As students in China and India are attacking calculus and physics, Americans are focused on football games and Facebook, experts say - and test scores prove it.

* The United States’ high-school graduation rate was No. 1 among developed countries in the 1960s; it dropped to 21st out of 27 in 2005.

* American 15-year-olds ranked 25th in math literacy and 21st in science in the most recent comparison of developed countries.

* They fell near the bottom in problem-solving skills.

* Almost 60 percent of Ph.D.s in engineering awarded in the United States every year go to foreign students.

“It’s not that our educational system is getting worse,” said Bob Wise, author of “Raising the Grade: How High School Reform Can Save Our Youth and Our Nation.”

“It’s that a lot of others are concentrating and focusing and working harder and faster and stronger.”
Wise, a former West Virginia governor who is president of the Alliance for Excellent Education, said the United States now has to worry about high-paying, high-skilled jobs going overseas, not just low-paying ones.

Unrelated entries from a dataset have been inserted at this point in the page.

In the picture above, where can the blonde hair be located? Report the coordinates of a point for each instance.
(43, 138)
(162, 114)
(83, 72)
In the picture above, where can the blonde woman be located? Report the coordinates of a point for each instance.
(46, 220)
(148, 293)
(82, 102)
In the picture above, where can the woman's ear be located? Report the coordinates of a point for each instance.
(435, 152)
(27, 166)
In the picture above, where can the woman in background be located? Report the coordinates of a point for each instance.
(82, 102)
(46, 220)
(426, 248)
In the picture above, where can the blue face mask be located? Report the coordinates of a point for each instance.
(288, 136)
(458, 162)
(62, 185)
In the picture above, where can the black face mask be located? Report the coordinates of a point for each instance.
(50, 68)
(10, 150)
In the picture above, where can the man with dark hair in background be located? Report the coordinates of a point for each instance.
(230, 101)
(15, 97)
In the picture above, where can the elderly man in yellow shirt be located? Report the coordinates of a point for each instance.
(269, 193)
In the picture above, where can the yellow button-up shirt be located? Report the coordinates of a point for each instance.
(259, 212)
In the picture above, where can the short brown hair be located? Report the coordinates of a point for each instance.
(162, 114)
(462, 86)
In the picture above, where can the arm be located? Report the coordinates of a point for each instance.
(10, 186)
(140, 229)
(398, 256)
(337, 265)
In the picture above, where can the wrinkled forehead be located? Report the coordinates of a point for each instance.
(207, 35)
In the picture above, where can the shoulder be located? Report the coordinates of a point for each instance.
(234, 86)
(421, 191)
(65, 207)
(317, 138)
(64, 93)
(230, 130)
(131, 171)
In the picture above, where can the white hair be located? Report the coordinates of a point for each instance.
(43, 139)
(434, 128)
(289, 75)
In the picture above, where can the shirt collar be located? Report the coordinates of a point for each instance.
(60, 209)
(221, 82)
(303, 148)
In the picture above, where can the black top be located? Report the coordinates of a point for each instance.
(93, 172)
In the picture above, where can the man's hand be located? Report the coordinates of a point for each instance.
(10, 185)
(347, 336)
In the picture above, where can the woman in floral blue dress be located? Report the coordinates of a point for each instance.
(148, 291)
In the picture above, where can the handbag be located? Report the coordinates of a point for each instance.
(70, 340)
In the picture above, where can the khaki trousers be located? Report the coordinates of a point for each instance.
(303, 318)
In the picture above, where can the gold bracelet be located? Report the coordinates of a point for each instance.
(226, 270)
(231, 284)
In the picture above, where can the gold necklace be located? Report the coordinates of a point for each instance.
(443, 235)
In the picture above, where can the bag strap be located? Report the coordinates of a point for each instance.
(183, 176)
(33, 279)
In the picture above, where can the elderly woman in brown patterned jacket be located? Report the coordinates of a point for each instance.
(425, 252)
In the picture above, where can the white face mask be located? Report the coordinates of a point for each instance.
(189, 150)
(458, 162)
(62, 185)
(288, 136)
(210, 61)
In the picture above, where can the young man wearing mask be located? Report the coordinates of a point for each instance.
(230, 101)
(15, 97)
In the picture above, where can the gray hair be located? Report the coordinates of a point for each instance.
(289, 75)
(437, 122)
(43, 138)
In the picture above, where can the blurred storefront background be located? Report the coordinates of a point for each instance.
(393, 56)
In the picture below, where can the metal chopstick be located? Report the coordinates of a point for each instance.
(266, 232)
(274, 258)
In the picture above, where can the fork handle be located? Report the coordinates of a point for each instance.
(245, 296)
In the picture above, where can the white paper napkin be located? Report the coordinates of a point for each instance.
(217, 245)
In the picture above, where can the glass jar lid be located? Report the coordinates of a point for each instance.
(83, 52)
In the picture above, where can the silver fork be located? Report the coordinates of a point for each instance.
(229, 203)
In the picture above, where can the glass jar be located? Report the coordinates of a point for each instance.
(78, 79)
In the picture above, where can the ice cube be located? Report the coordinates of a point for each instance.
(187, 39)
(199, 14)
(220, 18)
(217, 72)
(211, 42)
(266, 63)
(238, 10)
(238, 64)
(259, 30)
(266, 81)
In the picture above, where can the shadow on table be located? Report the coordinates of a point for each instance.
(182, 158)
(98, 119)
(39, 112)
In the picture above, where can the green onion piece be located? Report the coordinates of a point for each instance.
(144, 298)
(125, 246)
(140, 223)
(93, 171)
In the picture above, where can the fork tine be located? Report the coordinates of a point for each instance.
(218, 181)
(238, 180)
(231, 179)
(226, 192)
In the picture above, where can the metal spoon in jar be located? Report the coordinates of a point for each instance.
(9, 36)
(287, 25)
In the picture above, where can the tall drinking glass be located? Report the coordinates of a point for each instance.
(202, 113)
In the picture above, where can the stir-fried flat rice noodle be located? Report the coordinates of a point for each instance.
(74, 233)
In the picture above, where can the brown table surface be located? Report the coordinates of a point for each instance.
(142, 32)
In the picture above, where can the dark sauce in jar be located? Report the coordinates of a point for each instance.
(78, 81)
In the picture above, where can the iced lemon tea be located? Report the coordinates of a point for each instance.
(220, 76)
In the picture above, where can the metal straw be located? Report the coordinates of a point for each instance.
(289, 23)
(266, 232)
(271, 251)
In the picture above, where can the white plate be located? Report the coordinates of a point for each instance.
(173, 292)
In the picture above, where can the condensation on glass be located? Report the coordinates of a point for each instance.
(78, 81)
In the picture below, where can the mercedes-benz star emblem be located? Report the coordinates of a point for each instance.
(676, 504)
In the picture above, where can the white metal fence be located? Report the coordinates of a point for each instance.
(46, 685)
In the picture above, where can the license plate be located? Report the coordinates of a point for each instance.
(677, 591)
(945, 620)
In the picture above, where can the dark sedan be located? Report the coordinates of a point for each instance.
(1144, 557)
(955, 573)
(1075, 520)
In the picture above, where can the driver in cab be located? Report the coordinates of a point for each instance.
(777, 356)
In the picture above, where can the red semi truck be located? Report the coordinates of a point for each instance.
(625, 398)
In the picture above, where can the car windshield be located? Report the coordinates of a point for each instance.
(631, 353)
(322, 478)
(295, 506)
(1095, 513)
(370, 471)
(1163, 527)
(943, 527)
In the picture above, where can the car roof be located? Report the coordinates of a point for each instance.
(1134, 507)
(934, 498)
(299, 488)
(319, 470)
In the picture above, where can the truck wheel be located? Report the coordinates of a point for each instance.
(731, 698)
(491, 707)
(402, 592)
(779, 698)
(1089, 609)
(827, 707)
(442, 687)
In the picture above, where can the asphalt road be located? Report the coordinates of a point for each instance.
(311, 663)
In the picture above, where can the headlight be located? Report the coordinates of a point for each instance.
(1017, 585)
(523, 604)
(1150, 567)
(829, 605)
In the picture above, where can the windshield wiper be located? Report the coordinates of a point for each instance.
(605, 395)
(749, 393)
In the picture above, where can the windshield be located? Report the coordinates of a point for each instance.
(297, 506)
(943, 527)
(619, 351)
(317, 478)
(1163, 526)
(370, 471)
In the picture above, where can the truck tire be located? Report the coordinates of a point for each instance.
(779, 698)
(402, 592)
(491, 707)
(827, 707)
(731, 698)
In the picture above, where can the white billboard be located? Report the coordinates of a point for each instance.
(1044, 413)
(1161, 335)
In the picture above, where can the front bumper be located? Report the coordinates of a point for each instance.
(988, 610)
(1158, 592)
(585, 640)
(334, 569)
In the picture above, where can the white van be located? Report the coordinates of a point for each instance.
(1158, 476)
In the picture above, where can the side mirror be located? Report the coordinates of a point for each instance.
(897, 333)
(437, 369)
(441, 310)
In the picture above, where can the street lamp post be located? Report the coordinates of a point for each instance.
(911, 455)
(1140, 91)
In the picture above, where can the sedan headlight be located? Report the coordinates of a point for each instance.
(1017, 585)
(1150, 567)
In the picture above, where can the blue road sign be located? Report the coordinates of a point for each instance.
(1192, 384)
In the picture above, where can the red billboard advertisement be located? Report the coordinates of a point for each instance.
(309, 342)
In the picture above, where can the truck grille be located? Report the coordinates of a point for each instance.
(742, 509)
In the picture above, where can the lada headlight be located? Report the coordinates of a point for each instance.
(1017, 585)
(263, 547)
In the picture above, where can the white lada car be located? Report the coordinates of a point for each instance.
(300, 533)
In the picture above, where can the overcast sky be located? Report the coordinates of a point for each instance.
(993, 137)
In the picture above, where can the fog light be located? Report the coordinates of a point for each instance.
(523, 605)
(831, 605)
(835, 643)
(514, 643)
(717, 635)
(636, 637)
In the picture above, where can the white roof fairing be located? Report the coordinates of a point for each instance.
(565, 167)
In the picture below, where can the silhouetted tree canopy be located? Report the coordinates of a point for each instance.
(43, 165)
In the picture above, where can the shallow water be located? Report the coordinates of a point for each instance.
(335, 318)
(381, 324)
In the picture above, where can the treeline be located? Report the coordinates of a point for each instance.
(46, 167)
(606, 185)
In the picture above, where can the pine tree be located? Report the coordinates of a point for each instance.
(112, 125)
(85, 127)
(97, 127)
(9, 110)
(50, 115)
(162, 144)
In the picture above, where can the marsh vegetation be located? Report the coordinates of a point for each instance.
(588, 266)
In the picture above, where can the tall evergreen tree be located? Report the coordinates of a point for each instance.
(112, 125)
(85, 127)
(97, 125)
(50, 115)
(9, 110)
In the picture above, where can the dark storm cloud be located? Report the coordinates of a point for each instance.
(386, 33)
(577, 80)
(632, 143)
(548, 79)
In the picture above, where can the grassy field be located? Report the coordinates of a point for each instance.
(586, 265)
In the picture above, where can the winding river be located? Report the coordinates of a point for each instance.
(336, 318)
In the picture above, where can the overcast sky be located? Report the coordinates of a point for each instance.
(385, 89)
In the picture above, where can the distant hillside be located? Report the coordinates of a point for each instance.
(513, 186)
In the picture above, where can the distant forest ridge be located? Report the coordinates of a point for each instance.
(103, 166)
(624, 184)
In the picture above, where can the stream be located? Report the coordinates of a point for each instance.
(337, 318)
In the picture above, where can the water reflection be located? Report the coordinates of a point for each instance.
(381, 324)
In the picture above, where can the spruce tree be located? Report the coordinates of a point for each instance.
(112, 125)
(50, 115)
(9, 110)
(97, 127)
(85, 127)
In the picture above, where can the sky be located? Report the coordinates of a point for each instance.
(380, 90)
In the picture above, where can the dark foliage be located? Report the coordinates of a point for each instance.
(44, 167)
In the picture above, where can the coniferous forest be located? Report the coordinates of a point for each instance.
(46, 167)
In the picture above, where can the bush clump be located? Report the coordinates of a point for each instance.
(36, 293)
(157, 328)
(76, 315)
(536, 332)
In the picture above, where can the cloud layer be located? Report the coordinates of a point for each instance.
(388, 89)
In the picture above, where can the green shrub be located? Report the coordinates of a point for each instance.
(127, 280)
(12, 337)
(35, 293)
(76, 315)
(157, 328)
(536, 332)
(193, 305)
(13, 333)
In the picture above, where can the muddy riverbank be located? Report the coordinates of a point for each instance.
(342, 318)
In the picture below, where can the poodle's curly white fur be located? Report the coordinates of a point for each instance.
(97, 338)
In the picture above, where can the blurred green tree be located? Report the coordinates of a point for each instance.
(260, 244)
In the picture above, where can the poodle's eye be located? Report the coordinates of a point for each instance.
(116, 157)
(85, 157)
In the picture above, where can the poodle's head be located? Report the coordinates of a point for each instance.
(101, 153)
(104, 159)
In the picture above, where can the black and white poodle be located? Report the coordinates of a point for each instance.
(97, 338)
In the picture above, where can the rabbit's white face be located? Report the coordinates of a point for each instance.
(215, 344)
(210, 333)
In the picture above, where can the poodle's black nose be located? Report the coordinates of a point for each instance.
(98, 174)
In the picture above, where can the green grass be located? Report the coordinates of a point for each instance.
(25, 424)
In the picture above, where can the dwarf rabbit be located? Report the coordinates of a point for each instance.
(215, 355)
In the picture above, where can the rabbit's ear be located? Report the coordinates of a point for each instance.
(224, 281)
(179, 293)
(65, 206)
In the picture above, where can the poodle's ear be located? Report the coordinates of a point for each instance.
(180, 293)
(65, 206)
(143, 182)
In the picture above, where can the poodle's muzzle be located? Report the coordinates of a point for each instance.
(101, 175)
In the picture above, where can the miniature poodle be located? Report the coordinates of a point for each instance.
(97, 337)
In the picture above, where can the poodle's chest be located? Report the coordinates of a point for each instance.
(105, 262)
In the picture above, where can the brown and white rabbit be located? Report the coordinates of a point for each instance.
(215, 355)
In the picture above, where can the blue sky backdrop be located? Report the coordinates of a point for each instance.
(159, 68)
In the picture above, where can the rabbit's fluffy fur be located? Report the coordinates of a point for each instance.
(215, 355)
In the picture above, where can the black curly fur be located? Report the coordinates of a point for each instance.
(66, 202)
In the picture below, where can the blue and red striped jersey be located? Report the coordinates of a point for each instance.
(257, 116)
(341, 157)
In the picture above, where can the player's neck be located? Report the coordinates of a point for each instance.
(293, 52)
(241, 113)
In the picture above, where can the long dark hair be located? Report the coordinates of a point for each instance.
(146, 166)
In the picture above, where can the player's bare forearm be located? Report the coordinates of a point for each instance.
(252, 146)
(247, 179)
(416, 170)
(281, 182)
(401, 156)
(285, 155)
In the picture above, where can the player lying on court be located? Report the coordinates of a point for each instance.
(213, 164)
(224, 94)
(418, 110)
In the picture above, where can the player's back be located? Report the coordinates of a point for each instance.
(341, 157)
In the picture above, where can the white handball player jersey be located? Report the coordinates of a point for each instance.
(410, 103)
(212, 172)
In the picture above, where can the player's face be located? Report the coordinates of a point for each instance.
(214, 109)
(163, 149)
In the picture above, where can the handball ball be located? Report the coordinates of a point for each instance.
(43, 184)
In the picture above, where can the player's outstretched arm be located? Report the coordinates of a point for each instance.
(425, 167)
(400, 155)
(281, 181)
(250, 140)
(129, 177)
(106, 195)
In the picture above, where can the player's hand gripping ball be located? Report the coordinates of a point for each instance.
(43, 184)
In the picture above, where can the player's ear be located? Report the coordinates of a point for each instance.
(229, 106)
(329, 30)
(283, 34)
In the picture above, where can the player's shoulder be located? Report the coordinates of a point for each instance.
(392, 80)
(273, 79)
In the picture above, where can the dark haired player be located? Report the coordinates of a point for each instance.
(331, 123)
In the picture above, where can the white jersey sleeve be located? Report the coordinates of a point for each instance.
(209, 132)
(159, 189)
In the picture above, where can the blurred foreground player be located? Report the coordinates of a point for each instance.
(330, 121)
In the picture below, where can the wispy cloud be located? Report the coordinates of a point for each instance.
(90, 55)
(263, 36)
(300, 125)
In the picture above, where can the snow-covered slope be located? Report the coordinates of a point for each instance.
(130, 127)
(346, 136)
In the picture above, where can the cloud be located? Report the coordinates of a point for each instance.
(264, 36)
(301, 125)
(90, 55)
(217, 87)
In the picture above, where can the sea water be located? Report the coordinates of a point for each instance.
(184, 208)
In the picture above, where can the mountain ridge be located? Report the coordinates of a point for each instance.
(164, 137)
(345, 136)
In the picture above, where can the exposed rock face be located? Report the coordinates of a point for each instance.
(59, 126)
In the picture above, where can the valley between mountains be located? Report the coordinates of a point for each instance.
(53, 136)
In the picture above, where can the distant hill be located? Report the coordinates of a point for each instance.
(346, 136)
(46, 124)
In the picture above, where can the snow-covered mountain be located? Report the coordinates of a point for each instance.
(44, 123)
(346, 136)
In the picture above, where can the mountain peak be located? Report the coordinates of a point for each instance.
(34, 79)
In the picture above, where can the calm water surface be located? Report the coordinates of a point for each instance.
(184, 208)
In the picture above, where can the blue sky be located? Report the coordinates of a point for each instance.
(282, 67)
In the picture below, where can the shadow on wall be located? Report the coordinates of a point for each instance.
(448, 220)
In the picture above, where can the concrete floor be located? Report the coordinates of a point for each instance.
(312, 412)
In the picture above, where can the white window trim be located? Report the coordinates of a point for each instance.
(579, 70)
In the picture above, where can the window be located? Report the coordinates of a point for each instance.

“If education abilities and educational outcomes are rising in other nations as fast or faster than ours, then that, over a number of years, spells real problems,” he said.

Mark Bauerlein, an Emory University English professor, said students have migrated from reading books to reading text messages. He documents the effect in his new book, “The Dumbest Generation: How the Digital Age Stupefies Young Americans and Jeopardizes Our Future.”
Professors complain it’s harder to assign students novels over 200 pages, Bauerlein said.

“They just don’t have the rhythm in their lives to sit down in a chair and read uninterrupted for two hours,” he said. “The cellphone buzzes; the BlackBerry dings an e-mail coming through.” The disparity in the preparedness of foreign and American students is highlighted in the new documentary “Two Million Minutes.”

Teens in India and China are seen clocking nine-hour school days or attending tutoring sessions and classes on Saturdays, while students at a highly regarded Indiana high school have plenty of time for TV, part-time jobs and goofing off.